Significantly, it is reported that even senior security professionals within the Indian bureaucracy are at odds with their own Government over its reluctance to take tough measures against terrorism.
"Terrorists have no fear because the (dominant) Congress Party and its Government are gripped with fear -- the fear of losing their vote banks -- when itcomes to uncompromising legal and administrative measures against terrorism," Mr Advani said.
Meanwhile, as New Delhi's 14million people nervously returned yesterday to start the new working week, many markets and shopping centres were deserted and travel agents reported mass cancellations of bookings by foreign travellers.
At the same time, further details emerged of the weekend tragedy in the capital.
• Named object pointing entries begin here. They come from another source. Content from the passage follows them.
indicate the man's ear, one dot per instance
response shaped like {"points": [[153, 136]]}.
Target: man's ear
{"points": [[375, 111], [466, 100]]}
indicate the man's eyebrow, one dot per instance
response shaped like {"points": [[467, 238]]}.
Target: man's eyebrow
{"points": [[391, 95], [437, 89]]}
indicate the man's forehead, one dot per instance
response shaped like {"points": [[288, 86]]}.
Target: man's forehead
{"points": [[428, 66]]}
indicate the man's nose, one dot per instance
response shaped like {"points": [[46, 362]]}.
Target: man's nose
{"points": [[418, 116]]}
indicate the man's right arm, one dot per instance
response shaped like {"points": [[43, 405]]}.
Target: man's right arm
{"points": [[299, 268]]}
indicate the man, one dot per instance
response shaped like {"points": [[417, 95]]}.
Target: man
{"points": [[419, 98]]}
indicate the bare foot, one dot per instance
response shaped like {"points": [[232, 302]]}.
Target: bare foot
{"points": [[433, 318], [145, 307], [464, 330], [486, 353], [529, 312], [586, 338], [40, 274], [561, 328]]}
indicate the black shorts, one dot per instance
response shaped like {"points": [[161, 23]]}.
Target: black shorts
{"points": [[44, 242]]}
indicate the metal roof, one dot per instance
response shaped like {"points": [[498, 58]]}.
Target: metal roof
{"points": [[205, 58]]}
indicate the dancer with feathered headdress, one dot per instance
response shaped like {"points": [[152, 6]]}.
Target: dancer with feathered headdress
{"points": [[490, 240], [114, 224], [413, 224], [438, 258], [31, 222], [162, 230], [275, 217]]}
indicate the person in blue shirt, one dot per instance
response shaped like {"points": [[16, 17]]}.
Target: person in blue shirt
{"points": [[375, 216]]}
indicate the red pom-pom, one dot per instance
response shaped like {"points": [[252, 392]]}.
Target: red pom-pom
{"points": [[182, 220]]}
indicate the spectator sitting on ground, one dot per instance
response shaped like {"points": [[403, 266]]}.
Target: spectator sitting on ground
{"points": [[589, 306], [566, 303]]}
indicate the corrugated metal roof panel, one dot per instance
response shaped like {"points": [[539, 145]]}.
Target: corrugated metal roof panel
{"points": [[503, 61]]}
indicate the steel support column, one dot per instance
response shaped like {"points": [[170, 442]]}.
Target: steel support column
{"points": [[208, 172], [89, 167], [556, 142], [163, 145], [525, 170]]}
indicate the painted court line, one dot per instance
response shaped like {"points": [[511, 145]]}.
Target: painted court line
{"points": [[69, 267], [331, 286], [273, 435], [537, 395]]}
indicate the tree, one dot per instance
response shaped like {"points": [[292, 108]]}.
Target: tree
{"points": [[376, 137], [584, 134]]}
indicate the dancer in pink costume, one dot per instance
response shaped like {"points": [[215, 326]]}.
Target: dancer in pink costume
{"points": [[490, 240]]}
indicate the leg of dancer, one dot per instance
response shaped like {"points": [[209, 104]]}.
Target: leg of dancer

A grieving widow lost seven members of her family in the attack at the Ghaffar Market in the Karol Bagh district, and other victims have had limbs amputated because of a severe shortage of anti-gangrene serum in India.
With hospitals reporting that they have received no anti-gangrene serum since April, desperate family members of victims were reportedly trying to arrange their own serum supplies to save the limbs of their relatives.
A doctor at one hospital told reporters: "These are roadside injuries in extremely hot weather that are prone to infection and gangrene. That is why we need the serum.
"But it is always in short supply and we normally try to get it from the local market. Unfortunately, we do not have any of the medicine right now."